O Michael Schumacher que se apresentou ontem em Hockenheim para disputar o GP da Alemanha, diante da sua torcida, não era o profissional equilibrado de quase sempre. Talvez o avanço dos pilotos da McLaren na classificação do Mundial o esteja alterando emocionalmente. Quando um jornalista inglês insinuou que ele não age legalmente na pista, afirmou: ‘‘Nesses anos todos de F-1 aprendi que as regras são essas.’’ Depois completou: ‘‘Vocês foram também duros com Senna quando ele colocou Mansell para fora do GP de Mônaco, em 1992?’’ perguntou, irritado. ‘‘Não, não é? Ao contrário, escreveram que foi uma grande corrida.’’

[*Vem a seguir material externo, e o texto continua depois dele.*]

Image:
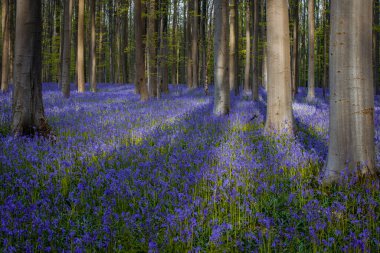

Sua declaração sugere que ele pensa existir uma certa mania de perseguição com seu trabalho. ‘‘Vocês ingleses, em especial, distorcem as coisas para que minha imagem seja a de um vilão.’’ O seu comportamento no GP da França, quando impediu David Coulthard de ultrapassá-lo, é resgatado pela imprensa. O escocês da McLaren, separado de Schumacher apenas por Mika Hakkinen na entrevista de ontem, acusou violentamente o alemão, dizendo que ele não pode ser líder da associação da classe. ‘‘Eu não levo em consideração o que esses dois falam’’, afirmou ontem Schumacher, referindo-se a Coulthard e a Jacques Villeneuve.
Aparentando calma, Coulthard interveio no discurso. ‘‘Não se trata de apenas dois pilotos que não aprovam as atitudes de Schumacher, mesmo porque quem levantou a questão do perigo que ele representa, na nossa reunião, foi Heinz-Harald Frentzen’’, lembrou o escocês. Schumacher se defendeu: ‘‘As corridas têm comissários e um diretor de prova, Charlie Whiting, e eu até agora sequer fui chamado a atenção’’, afirmou. ‘‘Isso para mim quer dizer que não fiz nada de irregular.’’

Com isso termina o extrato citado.